Es mag in der Tat nicht leicht für Physiker sein, Gehör zu finden, wenn sie nun zu den zahlreichen Veranstaltungen im "Jahr der Physik" aus den Labors und Bibliotheken heraustreten. Allen Beteiligten ist klar, dass der gewünschte Dialog mit der Öffentlichkeit nur in einem langwierigen Prozess in Gang kommen kann, für den beide Seiten erst noch gewonnen werden müssen.

"Unser Ziel ist es, die Menschen für Wissenschaft und Forschung zu begeistern und den Wissenschaftlerinnen und Wissenschaftlern die Chance zu geben, ihre Arbeiten vorzustellen und transparent zu machen", sagte Bundesforschungsministerin Edelgard Bulmahn. Wissenschaft und Forschung prägten maßgeblich unsere kulturelle Identität und die wirtschaftliche Zukunft des Landes, sagte die Ministerin. "Sie dürfen nicht im Elfenbeinturm stattfinden." Gerade die jungen Wachstumsbranchen wie etwa die Informationstechnologie wären ohne physikalische Grundlagenforschung undenkbar: kein PC oder Laptop ohne Halbleitertechnologie, keine CD-Spieler ohne Lasertechnologie.

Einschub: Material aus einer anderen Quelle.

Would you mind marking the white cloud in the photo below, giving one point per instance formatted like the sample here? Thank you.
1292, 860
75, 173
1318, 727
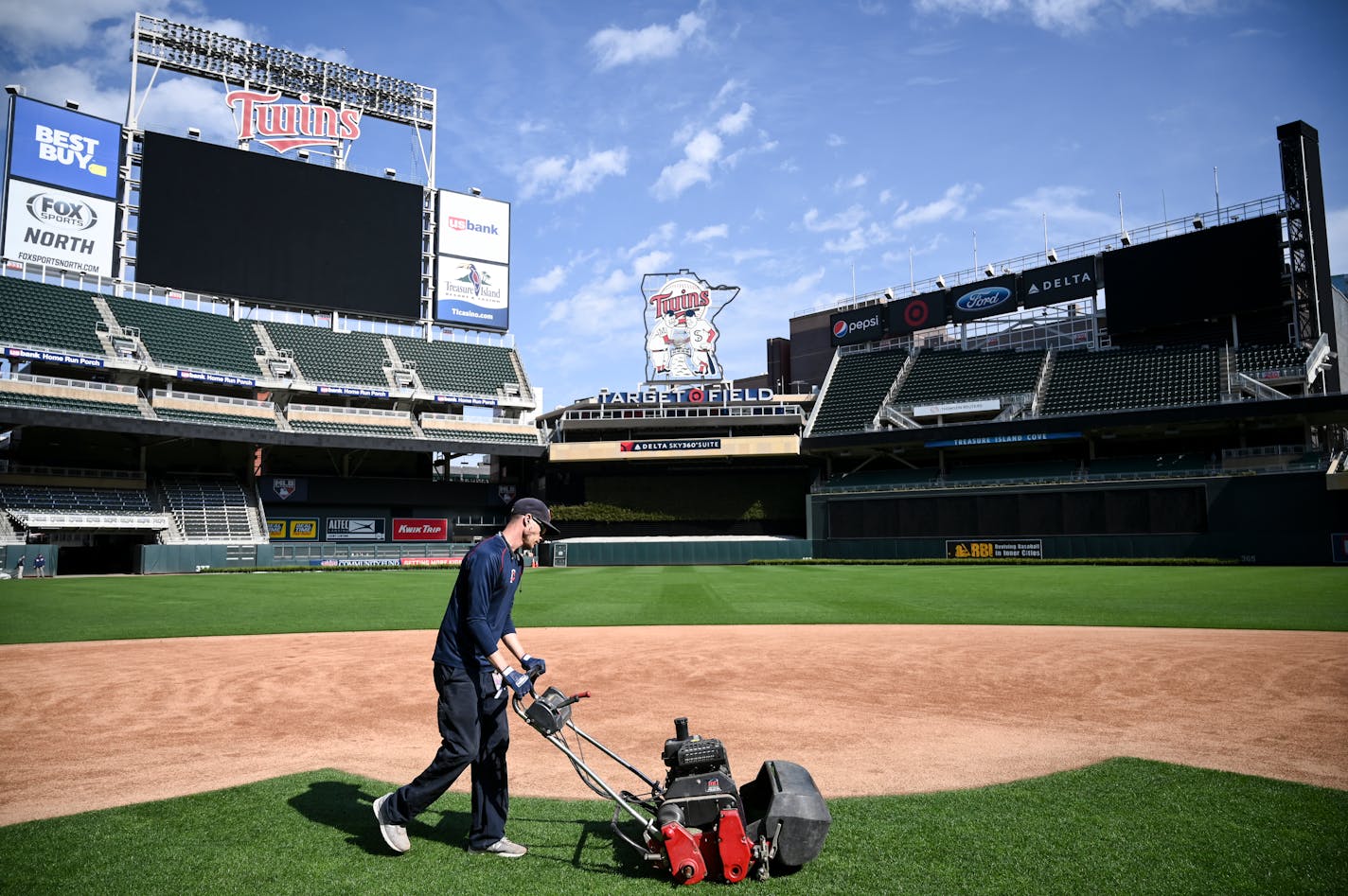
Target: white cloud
709, 232
855, 182
549, 282
1068, 15
617, 46
735, 121
561, 177
952, 205
700, 154
662, 235
842, 221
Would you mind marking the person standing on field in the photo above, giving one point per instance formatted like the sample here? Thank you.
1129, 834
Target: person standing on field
474, 682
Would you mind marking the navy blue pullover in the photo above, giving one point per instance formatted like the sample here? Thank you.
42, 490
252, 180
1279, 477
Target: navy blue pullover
479, 612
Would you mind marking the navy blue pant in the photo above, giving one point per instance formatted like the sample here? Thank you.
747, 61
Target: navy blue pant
473, 730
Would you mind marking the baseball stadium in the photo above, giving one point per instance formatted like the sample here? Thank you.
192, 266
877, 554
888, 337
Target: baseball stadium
1023, 578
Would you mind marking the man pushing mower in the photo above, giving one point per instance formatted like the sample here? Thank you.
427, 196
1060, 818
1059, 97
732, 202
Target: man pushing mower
474, 680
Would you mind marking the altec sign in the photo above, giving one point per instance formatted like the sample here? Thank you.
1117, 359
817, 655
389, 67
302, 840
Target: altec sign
290, 126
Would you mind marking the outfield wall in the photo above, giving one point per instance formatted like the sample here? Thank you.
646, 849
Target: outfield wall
1280, 518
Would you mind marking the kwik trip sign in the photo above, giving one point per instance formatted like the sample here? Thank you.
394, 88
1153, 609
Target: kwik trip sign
681, 332
290, 126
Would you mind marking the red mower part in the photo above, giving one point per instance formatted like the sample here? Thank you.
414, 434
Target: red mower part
683, 853
736, 851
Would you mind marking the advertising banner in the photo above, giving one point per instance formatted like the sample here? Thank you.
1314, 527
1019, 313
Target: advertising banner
988, 298
858, 325
355, 528
304, 530
1018, 549
419, 530
473, 294
470, 226
918, 313
1074, 279
65, 149
46, 225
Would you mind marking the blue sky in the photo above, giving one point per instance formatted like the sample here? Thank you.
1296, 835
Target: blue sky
790, 149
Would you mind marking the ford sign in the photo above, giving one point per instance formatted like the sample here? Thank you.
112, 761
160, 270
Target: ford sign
983, 299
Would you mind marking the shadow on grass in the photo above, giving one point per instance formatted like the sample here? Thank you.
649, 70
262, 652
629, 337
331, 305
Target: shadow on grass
346, 807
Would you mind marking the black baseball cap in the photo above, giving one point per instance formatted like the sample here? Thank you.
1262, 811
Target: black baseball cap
537, 510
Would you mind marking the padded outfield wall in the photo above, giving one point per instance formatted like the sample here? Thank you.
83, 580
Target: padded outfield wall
1282, 518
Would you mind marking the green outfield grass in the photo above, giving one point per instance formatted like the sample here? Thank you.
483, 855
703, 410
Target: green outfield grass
102, 607
1125, 826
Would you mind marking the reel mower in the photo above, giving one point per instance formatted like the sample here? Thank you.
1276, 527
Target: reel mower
697, 823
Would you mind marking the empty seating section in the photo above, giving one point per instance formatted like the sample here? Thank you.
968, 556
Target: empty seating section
315, 418
325, 356
461, 367
51, 317
854, 394
70, 499
1119, 378
447, 426
213, 410
181, 337
1262, 359
960, 377
209, 508
67, 395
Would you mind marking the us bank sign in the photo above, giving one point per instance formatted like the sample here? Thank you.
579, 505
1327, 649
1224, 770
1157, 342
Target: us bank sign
681, 332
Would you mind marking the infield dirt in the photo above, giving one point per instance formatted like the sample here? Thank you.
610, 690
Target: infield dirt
867, 709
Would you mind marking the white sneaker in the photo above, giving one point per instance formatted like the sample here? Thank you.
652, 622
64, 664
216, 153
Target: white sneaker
394, 835
502, 848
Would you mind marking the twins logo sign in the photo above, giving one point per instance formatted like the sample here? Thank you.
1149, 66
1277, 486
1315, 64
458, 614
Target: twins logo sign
681, 330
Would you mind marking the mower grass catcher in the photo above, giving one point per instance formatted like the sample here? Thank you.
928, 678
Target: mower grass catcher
697, 823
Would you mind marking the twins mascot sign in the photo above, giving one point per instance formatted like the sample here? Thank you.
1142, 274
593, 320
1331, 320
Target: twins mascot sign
681, 329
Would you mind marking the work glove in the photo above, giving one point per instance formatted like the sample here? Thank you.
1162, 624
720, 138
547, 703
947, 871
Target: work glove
519, 682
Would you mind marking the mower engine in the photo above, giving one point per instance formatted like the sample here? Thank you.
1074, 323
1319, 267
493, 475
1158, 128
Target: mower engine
706, 828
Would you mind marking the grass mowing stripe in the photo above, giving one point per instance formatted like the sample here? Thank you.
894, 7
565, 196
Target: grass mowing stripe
1307, 598
1125, 826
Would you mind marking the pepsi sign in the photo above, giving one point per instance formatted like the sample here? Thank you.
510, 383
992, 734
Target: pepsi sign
65, 149
858, 325
985, 299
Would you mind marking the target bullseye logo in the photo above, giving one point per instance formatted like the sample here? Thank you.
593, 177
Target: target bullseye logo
915, 314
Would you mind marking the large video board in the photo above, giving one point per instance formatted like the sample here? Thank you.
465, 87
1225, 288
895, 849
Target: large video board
1226, 270
224, 221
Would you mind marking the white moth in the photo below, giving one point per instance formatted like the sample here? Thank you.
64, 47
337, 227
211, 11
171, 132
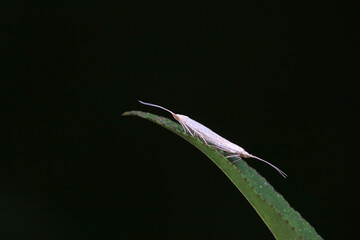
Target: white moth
211, 138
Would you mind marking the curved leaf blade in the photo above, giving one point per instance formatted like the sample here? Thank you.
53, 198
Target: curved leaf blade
281, 219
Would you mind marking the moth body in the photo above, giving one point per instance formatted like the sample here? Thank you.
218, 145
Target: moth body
211, 138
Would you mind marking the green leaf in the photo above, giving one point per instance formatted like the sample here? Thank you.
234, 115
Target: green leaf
282, 220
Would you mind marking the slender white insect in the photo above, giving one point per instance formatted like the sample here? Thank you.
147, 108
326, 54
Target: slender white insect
215, 140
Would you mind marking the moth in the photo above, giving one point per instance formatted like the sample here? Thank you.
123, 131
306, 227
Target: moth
211, 138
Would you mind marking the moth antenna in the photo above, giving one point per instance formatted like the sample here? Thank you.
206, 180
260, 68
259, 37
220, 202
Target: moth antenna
277, 169
154, 105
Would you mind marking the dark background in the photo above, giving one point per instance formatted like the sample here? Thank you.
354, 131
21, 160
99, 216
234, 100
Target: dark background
275, 78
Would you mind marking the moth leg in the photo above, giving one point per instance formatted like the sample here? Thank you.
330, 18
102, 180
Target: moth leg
186, 129
238, 158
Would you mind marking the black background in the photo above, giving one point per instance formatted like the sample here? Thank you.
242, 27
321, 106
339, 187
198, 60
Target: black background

Auch Edelgard Bulmahn ist sich dessen bewusst, dass die nun gestartete, mehrjährige Initiative "Wissenschaft im Dialog", deren Anfang die Physiker machen, ein Experiment ist. "Und der Erfolg ist - wie so oft in der Wissenschaft - nicht von Anfang an sicher." Die Offenheit und der selbstkritische Blick, mit denen die Talkshow geführt wurde, dürften weiteren Diskussionsrunden der Physiker in diesem Jahr aber einigen Auftrieb geben. Selbst wenn es ihnen bei den Erzählungen über ihre Forschung noch manches Mal an treffenden Bildern und Analogien ermangeln wird, weil Atome eben doch nicht aussehen wie Kartoffeln. Bisweilen müssen die Forscher das, was Gegenstand ihrer täglichen Arbeit ist, aber einfach nur hoch genug halten. Faszinierende Aufnahmen und Instrumente präsentieren sie den vielen Besuchern der Ausstellung, der Vorträge und Gespräche in der Urania in diesen Tagen jedenfalls zur Genüge.